Volatility hedge funds lost 2.4% this year to July © FT montage; Getty Images

Hedge funds that bet on market volatility have turned out to be some of the biggest losers from the financial turmoil that struck in March.

Volatility hedge funds, which buy and sell derivatives to try and profit from the volatility of stocks, bonds and currencies, lost 2.4 per cent this year to July, according to the latest data from HFR. That compares with an average 0.3 per cent loss among hedge funds more broadly, and a 2.4 per cent return from the S&P 500 index.

The stumble shows how painful it can be to assume a long period of calm will continue. Betting against flare-ups in markets, or shorting volatility, as many of these funds had done, can prove costly in a shock.

“Short volatility is quite brutal when it comes to performance characteristics,” said Tindaro Siragusano, chief executive of Hamburg-based 7orca Asset Management, which manages about €400m in its Vega strategies and has lost 5.7 per cent this year in its Vega Return fund.

The losses come in a year when the Cboe’s Vix index of stock market volatility soared to 82.7 in mid-March, above levels seen during the 2008 financial crisis, as investors fretted over the likely economic damage caused by the pandemic. Even this summer, after stocks had rallied sharply, the Vix was still well above its long-term average.

But the funds that aim to understand these market fluctuations best have been caught off guard.

Column chart of HFRI RV Volatility index (%) showing Volatility hedge funds hit during market turmoil

Among those to lose money is the €1.4bn Volatility Strategy run by Allianz, which fell 9.2 per cent this year to the end of July. QC Partners’ Risk Protect fund has lost more than 21 per cent after being hard hit in March. Another fund that previously ran hundreds of millions of euros, RP Gamma, shut down this year.

Many funds were struck because they adopted a strategy known as shorting volatility — betting that it will fall or remain low. Such funds sell derivative protection such as put options, which give the buyer the right to sell at a pre-determined price. They earn money by effectively writing market insurance, hoping that volatility — which helps determine options prices — will remain low and the options will expire worthless.

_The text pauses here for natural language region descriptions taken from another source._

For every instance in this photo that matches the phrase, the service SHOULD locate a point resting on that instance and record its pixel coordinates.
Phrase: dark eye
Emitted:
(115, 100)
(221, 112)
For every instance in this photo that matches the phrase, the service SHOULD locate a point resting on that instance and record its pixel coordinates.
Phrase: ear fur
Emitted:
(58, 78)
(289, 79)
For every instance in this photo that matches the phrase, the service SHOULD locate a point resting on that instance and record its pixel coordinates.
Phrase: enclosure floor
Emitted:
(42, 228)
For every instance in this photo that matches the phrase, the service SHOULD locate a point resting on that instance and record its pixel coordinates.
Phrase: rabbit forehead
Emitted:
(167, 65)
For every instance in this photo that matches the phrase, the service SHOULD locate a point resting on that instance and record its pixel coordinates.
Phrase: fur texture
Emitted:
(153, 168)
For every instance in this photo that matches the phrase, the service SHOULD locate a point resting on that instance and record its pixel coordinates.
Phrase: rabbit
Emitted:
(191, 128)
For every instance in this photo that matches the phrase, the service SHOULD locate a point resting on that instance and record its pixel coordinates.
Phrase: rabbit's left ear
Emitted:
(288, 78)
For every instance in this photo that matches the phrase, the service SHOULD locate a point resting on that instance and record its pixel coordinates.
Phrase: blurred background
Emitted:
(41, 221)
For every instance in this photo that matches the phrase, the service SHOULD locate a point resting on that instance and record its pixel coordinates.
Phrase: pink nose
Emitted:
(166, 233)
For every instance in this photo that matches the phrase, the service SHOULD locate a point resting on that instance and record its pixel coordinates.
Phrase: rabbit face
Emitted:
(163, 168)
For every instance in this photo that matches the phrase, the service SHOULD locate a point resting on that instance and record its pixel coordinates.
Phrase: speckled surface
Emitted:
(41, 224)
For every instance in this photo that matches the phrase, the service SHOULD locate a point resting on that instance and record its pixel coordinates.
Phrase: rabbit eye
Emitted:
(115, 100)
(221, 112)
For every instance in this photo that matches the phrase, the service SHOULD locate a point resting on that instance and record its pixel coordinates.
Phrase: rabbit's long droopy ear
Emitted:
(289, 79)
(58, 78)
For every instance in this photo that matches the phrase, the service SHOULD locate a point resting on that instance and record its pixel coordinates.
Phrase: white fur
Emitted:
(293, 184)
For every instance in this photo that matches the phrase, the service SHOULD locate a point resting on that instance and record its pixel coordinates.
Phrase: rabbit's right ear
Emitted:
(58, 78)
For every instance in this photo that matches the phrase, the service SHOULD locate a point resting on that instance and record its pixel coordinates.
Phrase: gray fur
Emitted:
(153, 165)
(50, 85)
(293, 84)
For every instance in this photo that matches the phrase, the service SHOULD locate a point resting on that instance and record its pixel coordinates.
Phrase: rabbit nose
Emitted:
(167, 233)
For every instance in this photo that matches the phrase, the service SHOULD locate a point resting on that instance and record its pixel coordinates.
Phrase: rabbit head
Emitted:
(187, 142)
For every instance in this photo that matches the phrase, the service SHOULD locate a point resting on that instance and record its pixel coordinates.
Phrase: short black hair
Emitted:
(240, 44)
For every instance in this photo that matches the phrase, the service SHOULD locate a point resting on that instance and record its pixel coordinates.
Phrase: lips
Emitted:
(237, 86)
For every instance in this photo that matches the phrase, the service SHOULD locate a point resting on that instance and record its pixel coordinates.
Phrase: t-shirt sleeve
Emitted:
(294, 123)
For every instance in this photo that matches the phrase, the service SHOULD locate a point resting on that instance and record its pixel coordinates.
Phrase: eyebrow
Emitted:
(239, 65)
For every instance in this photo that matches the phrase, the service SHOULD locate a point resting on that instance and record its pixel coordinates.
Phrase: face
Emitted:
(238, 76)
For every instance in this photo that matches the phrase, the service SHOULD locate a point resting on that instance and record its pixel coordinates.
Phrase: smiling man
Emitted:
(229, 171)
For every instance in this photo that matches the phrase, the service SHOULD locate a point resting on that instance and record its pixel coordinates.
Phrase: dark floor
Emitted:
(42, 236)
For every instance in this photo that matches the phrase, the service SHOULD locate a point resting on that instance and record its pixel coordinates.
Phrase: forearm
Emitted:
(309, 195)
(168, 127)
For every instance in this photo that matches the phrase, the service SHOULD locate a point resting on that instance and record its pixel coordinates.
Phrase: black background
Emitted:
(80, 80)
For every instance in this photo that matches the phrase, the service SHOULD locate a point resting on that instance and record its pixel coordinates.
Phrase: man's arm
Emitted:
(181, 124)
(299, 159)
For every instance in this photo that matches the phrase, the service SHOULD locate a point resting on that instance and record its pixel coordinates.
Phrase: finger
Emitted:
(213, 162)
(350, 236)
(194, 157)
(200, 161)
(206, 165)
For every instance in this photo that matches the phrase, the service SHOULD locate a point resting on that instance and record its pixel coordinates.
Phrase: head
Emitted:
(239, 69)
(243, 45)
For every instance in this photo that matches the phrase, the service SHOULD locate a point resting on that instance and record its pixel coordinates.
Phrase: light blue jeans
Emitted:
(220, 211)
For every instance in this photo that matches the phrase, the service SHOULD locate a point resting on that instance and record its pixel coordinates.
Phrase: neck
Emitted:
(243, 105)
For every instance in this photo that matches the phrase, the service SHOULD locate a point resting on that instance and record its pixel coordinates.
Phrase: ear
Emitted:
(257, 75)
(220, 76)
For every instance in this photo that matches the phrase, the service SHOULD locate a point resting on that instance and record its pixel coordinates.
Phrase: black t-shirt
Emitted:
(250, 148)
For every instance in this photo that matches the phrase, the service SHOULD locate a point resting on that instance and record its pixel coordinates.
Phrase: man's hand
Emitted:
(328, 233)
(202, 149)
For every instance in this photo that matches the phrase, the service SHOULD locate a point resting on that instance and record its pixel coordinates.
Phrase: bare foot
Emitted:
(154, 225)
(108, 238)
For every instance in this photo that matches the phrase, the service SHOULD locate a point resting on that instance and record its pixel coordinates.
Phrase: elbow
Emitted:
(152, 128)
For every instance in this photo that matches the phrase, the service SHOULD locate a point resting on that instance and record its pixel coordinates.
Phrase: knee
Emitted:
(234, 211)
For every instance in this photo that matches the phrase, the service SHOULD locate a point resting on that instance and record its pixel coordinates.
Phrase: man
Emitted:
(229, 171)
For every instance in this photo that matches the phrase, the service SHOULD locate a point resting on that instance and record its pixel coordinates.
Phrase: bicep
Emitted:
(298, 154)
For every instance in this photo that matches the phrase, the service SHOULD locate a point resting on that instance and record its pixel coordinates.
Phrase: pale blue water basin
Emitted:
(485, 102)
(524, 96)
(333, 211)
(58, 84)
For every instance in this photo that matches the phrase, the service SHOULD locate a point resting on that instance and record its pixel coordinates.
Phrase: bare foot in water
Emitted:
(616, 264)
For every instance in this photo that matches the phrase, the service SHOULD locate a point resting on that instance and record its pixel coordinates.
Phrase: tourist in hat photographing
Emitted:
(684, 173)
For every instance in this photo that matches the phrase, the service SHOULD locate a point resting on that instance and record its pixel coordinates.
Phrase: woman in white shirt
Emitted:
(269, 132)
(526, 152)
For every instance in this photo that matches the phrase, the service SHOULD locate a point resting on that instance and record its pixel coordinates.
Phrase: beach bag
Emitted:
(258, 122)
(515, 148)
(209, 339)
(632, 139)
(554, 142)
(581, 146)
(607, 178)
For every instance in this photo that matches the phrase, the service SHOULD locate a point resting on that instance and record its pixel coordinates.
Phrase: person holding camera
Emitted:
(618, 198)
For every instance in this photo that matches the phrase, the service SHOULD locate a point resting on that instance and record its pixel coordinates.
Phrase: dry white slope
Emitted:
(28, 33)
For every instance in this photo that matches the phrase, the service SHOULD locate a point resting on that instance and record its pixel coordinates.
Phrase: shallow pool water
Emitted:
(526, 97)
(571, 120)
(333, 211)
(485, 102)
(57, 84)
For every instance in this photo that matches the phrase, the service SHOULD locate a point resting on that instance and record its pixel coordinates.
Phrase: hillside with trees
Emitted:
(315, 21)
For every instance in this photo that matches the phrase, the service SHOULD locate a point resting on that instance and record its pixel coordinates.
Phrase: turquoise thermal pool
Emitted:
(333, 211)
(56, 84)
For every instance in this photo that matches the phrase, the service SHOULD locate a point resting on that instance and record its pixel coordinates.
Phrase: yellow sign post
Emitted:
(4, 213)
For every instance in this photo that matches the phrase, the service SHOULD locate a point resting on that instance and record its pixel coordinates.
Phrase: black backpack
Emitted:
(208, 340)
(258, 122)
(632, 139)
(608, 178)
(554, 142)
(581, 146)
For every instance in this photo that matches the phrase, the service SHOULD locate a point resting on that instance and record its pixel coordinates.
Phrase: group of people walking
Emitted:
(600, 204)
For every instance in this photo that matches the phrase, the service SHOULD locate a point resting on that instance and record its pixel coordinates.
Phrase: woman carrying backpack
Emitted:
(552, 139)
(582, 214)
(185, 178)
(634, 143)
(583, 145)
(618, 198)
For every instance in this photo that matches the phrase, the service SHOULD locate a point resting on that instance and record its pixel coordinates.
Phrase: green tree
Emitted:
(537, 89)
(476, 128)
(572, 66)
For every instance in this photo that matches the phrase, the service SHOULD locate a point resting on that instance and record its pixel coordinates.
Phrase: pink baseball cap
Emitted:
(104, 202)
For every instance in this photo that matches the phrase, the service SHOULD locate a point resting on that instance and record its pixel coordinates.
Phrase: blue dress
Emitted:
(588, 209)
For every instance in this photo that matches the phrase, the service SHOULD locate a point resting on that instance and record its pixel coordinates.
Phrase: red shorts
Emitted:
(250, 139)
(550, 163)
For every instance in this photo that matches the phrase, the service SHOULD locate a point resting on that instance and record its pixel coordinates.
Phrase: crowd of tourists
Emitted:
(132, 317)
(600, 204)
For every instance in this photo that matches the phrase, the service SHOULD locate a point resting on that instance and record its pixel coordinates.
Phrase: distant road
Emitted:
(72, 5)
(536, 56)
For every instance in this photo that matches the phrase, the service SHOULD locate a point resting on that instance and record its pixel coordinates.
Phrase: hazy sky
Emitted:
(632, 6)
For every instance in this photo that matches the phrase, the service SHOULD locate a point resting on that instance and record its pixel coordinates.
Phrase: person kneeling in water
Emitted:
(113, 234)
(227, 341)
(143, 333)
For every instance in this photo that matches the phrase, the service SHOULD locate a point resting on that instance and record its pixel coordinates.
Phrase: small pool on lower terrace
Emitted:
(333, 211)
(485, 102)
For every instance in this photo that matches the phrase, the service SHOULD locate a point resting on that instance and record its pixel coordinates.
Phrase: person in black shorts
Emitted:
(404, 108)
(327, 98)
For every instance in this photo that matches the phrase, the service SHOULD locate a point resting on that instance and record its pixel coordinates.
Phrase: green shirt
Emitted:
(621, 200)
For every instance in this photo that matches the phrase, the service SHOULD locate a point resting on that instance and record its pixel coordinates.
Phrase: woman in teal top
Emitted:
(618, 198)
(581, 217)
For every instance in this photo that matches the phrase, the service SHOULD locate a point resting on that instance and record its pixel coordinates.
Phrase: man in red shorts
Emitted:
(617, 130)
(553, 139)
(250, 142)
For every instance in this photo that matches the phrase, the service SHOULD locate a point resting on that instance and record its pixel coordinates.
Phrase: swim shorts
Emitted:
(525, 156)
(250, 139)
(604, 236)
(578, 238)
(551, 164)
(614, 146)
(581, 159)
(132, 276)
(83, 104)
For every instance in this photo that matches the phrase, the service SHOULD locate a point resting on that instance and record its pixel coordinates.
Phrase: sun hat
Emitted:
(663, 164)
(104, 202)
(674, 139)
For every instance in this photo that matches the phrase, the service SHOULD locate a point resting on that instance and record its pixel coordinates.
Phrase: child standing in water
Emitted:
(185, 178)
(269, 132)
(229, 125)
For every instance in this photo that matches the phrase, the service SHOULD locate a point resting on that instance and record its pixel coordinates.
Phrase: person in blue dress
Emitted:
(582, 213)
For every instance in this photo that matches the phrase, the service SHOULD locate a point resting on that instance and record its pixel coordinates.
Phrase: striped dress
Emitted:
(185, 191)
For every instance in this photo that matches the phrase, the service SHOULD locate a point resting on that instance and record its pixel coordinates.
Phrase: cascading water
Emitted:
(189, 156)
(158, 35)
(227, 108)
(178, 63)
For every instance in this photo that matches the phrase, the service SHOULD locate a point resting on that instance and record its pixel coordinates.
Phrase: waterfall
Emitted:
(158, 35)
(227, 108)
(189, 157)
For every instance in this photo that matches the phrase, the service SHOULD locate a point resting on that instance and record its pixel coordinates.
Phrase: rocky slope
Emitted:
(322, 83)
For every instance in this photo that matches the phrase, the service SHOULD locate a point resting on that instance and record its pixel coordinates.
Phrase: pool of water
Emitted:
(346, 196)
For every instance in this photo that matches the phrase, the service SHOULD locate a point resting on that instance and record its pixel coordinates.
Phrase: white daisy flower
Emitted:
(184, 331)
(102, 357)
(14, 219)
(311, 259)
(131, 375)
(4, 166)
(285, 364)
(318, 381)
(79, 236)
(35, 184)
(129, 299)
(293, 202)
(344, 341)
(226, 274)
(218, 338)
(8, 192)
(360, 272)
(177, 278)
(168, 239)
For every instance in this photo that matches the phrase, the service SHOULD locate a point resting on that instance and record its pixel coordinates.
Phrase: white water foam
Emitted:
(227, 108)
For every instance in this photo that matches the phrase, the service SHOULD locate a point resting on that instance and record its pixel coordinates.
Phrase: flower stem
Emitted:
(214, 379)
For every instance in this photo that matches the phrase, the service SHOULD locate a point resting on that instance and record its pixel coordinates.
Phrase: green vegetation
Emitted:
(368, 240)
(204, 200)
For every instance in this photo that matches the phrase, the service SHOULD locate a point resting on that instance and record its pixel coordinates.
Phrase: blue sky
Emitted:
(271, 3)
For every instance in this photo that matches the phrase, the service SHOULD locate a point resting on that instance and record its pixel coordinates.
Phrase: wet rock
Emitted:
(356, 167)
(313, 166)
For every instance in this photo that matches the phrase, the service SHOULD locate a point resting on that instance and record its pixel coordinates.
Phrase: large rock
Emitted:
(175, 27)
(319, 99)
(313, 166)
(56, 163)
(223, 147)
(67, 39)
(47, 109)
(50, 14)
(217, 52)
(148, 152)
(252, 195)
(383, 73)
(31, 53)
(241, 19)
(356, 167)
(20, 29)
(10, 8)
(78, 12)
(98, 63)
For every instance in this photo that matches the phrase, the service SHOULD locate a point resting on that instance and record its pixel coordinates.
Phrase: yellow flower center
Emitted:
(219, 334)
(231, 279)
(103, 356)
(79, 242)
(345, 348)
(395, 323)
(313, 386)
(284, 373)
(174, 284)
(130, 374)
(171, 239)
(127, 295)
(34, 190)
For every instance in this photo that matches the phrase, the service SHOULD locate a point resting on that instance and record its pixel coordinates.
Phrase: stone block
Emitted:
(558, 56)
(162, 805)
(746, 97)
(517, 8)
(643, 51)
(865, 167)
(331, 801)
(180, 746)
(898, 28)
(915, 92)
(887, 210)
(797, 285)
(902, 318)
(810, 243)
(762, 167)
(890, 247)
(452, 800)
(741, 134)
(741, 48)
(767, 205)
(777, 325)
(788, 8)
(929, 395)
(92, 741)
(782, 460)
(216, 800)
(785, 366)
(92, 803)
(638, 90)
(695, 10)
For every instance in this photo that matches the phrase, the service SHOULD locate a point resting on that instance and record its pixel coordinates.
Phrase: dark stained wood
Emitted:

Many investors have been lured into taking this approach over the past decade by years of gently rising markets and mild market moves, fuelled by trillions of dollars of central bank stimulus, which have helped such funds make money.

That decision was also helped by the fact that the opposite trade — buying insurance against extreme market events — has largely been a poor performer in the past decade’s calm markets.

“If you ask people in any industry who makes money, the guy buying insurance or the guy selling insurance, it’s the guy selling insurance,” said Michael Mescher, founder of New York-based hedge fund firm Gammon Capital. That, he said, encouraged many other funds to short volatility, hitting them hard hit this year.

Chart showing the monthly change in the Cboe Vix index

Short volatility has a history of blow-ups. In early 2018 Credit Suisse shut its VelocityShares Daily Inverse Vix Short Term exchange traded note, when an abrupt drop in stocks sent the Vix index soaring and the ETN collapsed in value.

Mr Siragusano describes short volatility funds’ returns as an escalator up and an elevator down, where gains are gradually earned over long periods of time while large losses are abrupt.

“Given market turbulence and spikes in volatility in more or less all major markets earlier this year, the performance of short volatility strategies has been very challenging across the board,” said a spokeswoman for Allianz Global Investors, adding that its Volatility Strategy was able to limit losses through more defensive positioning.

A spokesman for QC Partners said the firm offered “different volatility strategies with different risk profiles”.

Not all funds trading volatility have suffered. Gammon made a gross return of 600 per cent this year with more active trading of volatility, while Munich-based Quantumrock has gained 37 per cent in its Volatility Special Opportunities Program.

Since the shock of mid-March, the Vix has declined and markets have become more subdued, helping remaining funds to claw back returns. Funds have been able to sell put options at higher than normal prices but often without having to pay out on them.

Mr Siragusano said his fund was able to double the amount of money it had been making before the market turmoil from selling protection. The Allianz fund had also gained more than 5 per cent since losses incurred during the market sell-off, helped by falling volatility, said its spokeswoman.

Such funds could now be set to enjoy an extended period of low volatility. The Vix has recently fallen to just above 20, which Quincy Krosby, chief market strategist for Prudential Financial, describes as a “crucial . . . line in the sand in the market in terms of volatility” that computer-driven funds may take as a buying signal for stocks, which in turn could further reduce volatility.

“If you can break through into the 20s, you can start to see the buying then,” she said. “It suggests trading in the short term will be less volatile.”